Der Bahnhof Saint-Lazare
Claude Monet (1840-1926)
Der Bahnhof Saint-Lazare
1877
Öl auf Leinwand
H. 75,5; B. 104 cm
© RMN-Grand Palais (Musée d'Orsay) / Hervé Lewandowski

La gare Saint-Lazare [Der Bahnhof Saint-Lazare]


Als Monet dieses Bild malt, ist er gerade von Argenteuil nach Paris umgezogen. Nachdem er sich mehrere Jahre lang mit der Darstellung ländlicher Motive beschäftigt hatte, interessiert er sich nun für urbane Landschaften.

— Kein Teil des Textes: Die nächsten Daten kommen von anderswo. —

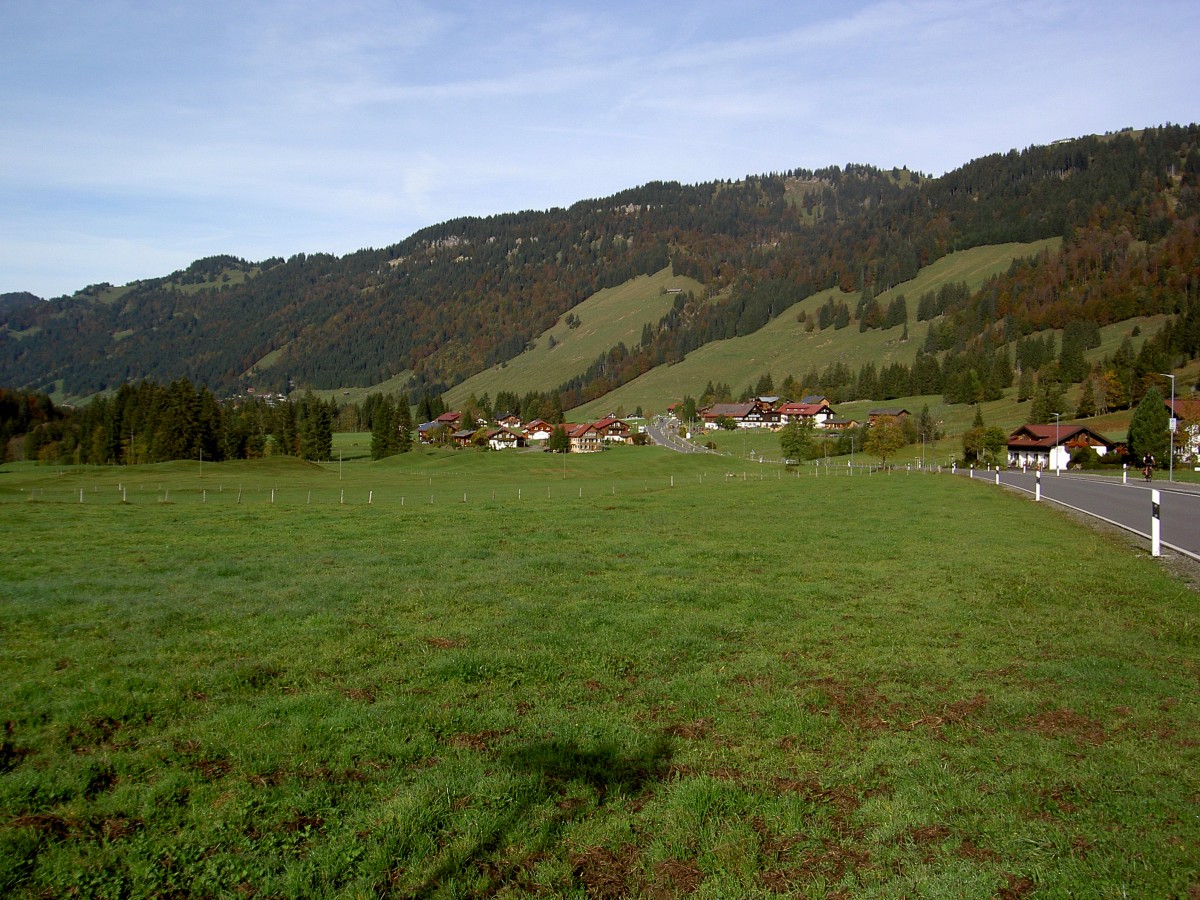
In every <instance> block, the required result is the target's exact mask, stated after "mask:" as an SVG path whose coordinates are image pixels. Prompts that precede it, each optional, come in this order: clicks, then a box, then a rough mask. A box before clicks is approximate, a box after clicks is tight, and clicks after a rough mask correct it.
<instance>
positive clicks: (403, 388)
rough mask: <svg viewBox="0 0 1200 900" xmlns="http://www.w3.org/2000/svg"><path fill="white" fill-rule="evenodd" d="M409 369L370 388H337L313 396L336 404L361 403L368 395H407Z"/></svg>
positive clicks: (411, 374)
mask: <svg viewBox="0 0 1200 900" xmlns="http://www.w3.org/2000/svg"><path fill="white" fill-rule="evenodd" d="M412 374H413V371H412V370H410V368H408V370H404V371H403V372H401V373H398V374H395V376H392V377H391V378H389V379H388V380H386V382H380V383H379V384H372V385H371V386H370V388H337V389H336V390H314V391H313V394H314V395H316V396H318V397H320V398H322V400H324V401H326V402H328V401H330V400H336V401H337V402H338V403H361V402H362V401H364V400H365V398H366V396H367V395H368V394H391V395H392V396H395V397H401V396H407V395H408V379H409V378H410V377H412Z"/></svg>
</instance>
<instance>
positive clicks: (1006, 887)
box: [996, 875, 1034, 900]
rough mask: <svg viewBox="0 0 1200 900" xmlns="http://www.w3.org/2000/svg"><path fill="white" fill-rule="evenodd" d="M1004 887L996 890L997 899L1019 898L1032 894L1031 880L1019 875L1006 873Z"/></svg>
mask: <svg viewBox="0 0 1200 900" xmlns="http://www.w3.org/2000/svg"><path fill="white" fill-rule="evenodd" d="M1004 881H1006V883H1004V887H1002V888H1001V889H1000V890H997V892H996V896H997V898H998V900H1020V898H1022V896H1032V895H1033V890H1034V888H1033V882H1032V881H1030V880H1028V878H1026V877H1024V876H1021V875H1006V876H1004Z"/></svg>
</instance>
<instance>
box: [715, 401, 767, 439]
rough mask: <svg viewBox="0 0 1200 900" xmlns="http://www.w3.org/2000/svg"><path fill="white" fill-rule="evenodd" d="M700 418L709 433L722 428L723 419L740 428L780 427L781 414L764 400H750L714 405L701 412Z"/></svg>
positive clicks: (722, 403) (764, 427)
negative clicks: (734, 402)
mask: <svg viewBox="0 0 1200 900" xmlns="http://www.w3.org/2000/svg"><path fill="white" fill-rule="evenodd" d="M700 418H701V419H702V420H703V422H704V427H706V428H708V430H709V431H713V430H716V428H719V427H721V420H722V419H728V420H730V421H732V422H733V424H734V425H736V426H737V427H739V428H770V427H774V426H775V425H779V413H776V412H775V408H774V407H773V406H772V404H770V403H767V402H766V401H763V400H750V401H746V402H745V403H713V406H710V407H707V408H704V409H702V410H701V412H700Z"/></svg>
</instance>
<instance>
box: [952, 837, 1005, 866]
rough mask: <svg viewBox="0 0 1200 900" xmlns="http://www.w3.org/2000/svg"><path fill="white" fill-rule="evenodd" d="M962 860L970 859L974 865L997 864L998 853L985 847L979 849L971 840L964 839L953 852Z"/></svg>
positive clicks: (980, 847) (971, 839)
mask: <svg viewBox="0 0 1200 900" xmlns="http://www.w3.org/2000/svg"><path fill="white" fill-rule="evenodd" d="M954 852H955V853H956V854H958V856H960V857H961V858H962V859H971V860H972V862H976V863H998V862H1000V853H997V852H996V851H994V850H988V848H986V847H980V846H979V845H978V844H976V842H974V841H973V840H972V839H971V838H964V839H962V842H961V844H960V845H959V848H958V850H956V851H954Z"/></svg>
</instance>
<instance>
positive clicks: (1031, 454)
mask: <svg viewBox="0 0 1200 900" xmlns="http://www.w3.org/2000/svg"><path fill="white" fill-rule="evenodd" d="M1188 404H1192V406H1188ZM1194 406H1195V407H1200V401H1194V400H1193V401H1174V402H1170V401H1169V402H1168V412H1169V414H1170V415H1171V416H1174V418H1176V419H1177V420H1181V421H1186V422H1189V426H1188V427H1187V428H1186V436H1187V437H1186V440H1184V442H1183V445H1182V446H1181V448H1180V449H1178V451H1177V454H1178V456H1177V458H1178V460H1180V461H1181V462H1183V461H1188V462H1193V461H1200V427H1196V426H1195V425H1194V422H1196V421H1200V408H1193V407H1194ZM682 407H683V404H682V403H673V404H671V406H670V407H667V413H668V414H670V415H672V416H682ZM696 415H697V418H698V420H700V422H701V424H702V427H703V430H704V431H716V430H721V428H725V430H739V428H756V430H768V431H779V430H781V428H784V427H786V426H788V425H792V424H797V425H800V426H802V427H811V428H815V430H818V431H822V432H824V433H838V432H845V431H850V430H853V428H858V427H860V426H863V425H865V426H866V427H870V426H874V425H875V424H877V422H878V421H880V420H882V419H890V420H894V421H898V422H904V421H905V420H906V419H907V418H908V416H910V415H911V414H910V412H908V410H907V409H902V408H880V409H871V410H870V412H869V413H868V414H866V421H865V422H860V421H858V420H854V419H847V418H842V416H839V415H838V414H836V413H835V412H834V409H833V406H832V404H830V403H829V401H828V400H827V398H826V397H822V396H808V397H804V398H803V400H800V401H788V400H785V398H782V397H754V398H751V400H748V401H744V402H740V403H713V404H710V406H708V407H703V408H701V409H697V410H696ZM558 428H560V430H562V436H560V437H559V438H558V440H559V442H560V443H559V444H558V445H556V444H554V432H556V430H558ZM416 431H418V437H419V439H420V442H421V443H422V444H448V445H452V446H460V448H467V446H486V448H488V449H491V450H510V449H518V448H533V449H544V450H558V451H560V452H572V454H590V452H599V451H601V450H604V449H605V448H608V446H614V445H620V444H641V443H647V436H646V434H644V430H643V428H641V427H634V426H630V425H629V424H628V422H625V421H623V420H622V419H619V418H617V416H616V415H608V416H605V418H604V419H600V420H596V421H590V422H568V424H563V425H553V424H551V422H547V421H546V420H544V419H534V420H532V421H528V422H522V421H521V419H520V416H517V415H515V414H512V413H506V414H504V415H500V416H497V418H496V419H494V420H493V421H481V420H475V421H472V422H464V421H463V414H462V413H457V412H448V413H443V414H442V415H439V416H438V418H437V419H433V420H432V421H428V422H424V424H421V425H420V426H418V430H416ZM1085 448H1087V449H1091V450H1093V451H1094V452H1096V455H1097V456H1100V457H1103V456H1105V455H1106V454H1109V452H1111V451H1112V450H1115V449H1118V445H1117V444H1116V443H1115V442H1112V440H1110V439H1109V438H1106V437H1104V436H1103V434H1100V433H1098V432H1096V431H1093V430H1092V428H1088V427H1087V426H1085V425H1079V424H1069V422H1057V424H1051V425H1022V426H1020V427H1019V428H1016V430H1014V431H1013V432H1012V433H1010V434H1009V436H1008V445H1007V450H1008V455H1007V464H1008V466H1018V467H1031V468H1046V469H1051V468H1066V467H1067V466H1068V464H1069V462H1070V458H1072V456H1073V455H1074V454H1075V451H1078V450H1080V449H1085Z"/></svg>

Zu einer Zeit, als die Kritiker Duranty und Zola den Künstlern nahelegen, ihre Epoche zu malen, sucht Monet nach neuen Motiven und versucht sich dem Vorbild Manets, Degas’ und Caillebotte folgend als Maler des modernen Lebens.

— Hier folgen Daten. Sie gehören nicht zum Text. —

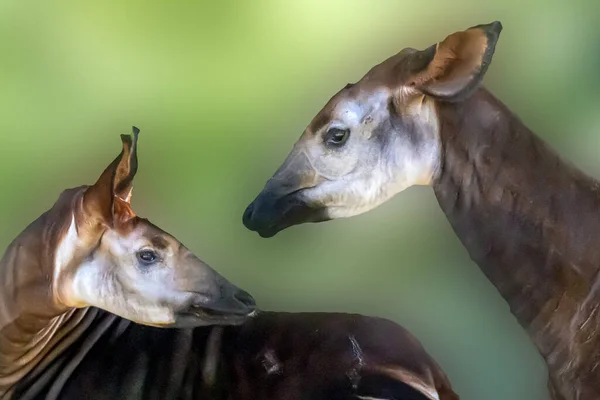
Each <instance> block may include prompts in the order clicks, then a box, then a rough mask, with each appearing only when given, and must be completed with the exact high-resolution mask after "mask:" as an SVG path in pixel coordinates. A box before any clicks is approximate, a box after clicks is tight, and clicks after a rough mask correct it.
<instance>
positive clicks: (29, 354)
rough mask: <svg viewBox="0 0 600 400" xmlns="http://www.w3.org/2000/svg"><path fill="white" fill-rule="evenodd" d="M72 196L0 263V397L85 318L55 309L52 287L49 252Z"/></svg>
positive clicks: (58, 234)
mask: <svg viewBox="0 0 600 400" xmlns="http://www.w3.org/2000/svg"><path fill="white" fill-rule="evenodd" d="M78 193H79V191H73V190H71V191H65V192H64V193H63V194H62V195H61V196H60V198H59V200H58V201H57V203H56V204H55V205H54V207H53V208H52V209H50V210H49V211H47V212H46V213H44V214H42V215H41V216H40V217H39V218H38V219H37V220H35V221H34V222H33V223H31V224H30V225H29V226H28V227H27V228H26V229H25V230H24V231H23V232H22V233H21V234H20V235H19V236H18V237H17V238H16V239H15V240H14V241H13V242H12V243H11V244H10V245H9V246H8V248H7V250H6V252H5V253H4V256H3V257H2V259H1V260H0V282H1V285H2V290H0V398H1V397H2V394H3V393H5V392H6V390H8V389H9V388H10V387H11V386H12V385H13V384H14V383H15V382H17V381H18V380H19V379H21V378H22V377H23V376H24V375H25V374H27V373H28V372H29V371H30V370H31V369H32V368H33V367H35V366H36V365H37V364H38V363H39V362H41V361H42V360H44V359H45V357H46V356H47V355H48V354H49V353H50V352H52V353H53V354H54V353H56V352H57V349H58V348H60V347H61V346H64V345H65V343H68V341H69V340H68V339H66V338H65V337H66V336H67V335H69V334H70V332H71V331H72V330H73V329H75V327H76V325H77V323H78V322H79V321H80V320H81V318H82V317H83V315H84V314H85V311H84V310H76V309H70V308H67V307H65V306H61V305H59V304H57V302H56V301H55V298H54V294H53V288H52V279H53V267H54V260H55V251H56V248H57V247H58V243H59V241H60V238H61V237H62V236H63V234H64V232H65V231H66V229H67V228H68V227H69V222H70V221H71V218H68V216H70V215H72V210H73V204H74V202H75V201H76V200H77V198H78V196H77V194H78ZM61 343H62V344H61Z"/></svg>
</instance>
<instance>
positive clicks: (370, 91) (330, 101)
mask: <svg viewBox="0 0 600 400" xmlns="http://www.w3.org/2000/svg"><path fill="white" fill-rule="evenodd" d="M391 94H392V92H391V91H390V89H388V88H387V87H385V86H377V87H373V88H371V89H370V90H360V87H357V86H352V87H351V88H349V89H342V90H341V91H340V92H339V93H338V94H336V95H335V96H334V97H333V98H332V99H331V100H329V102H328V103H327V105H326V106H325V107H324V108H323V110H321V112H319V114H317V116H316V117H315V118H314V119H313V121H312V122H311V124H310V125H309V127H308V129H307V131H308V132H309V133H310V134H311V135H316V134H318V132H320V131H322V130H323V129H325V128H327V127H338V128H340V129H346V128H350V127H355V126H357V125H359V124H361V123H362V122H364V121H365V119H366V118H367V117H368V116H370V115H372V114H373V113H374V112H375V111H378V110H380V109H382V108H383V109H385V108H386V107H387V104H388V100H389V98H390V96H391Z"/></svg>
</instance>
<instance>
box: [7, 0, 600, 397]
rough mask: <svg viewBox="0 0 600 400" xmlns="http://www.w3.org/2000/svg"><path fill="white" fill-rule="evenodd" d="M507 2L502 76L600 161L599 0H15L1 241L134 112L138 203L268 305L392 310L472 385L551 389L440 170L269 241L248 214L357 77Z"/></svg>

Als Claude Monet 1877 in den Stadtteil Nouvelle Athènes zieht, bittet er um die Erlaubnis, im Bahnhof Saint-Lazare, der das Viertel auf einer Seite eingrenzt, arbeiten zu dürfen. Es war tatsächlich der ideale Ort für denjenigen, der wechselnde Lichteffekte, Züge, Dampfwolken und ein völlig neuartiges Motiv suchte. Es folgt eine Gemäldeserie mit verschiedenen Standorten, darunter auch Ansichten von der weiträumigen Halle. Trotz der sichtbaren geometrischen Metallarchitektur geht es dem Maler vor allem um die Farb- und Lichteffekte und nicht um die genaue Darstellung der Maschinen oder der Reisenden. In einigen Partien ist seine Malkunst so rein, dass er eine nahezu abstrakte Vision erreicht. Dieses Gemälde wurde von Gustave Caillebotte, einem anderen Maler des modernen Lebens, dessen Technik sich fast immer grundsätzlich von Monets unterschied, bewundert.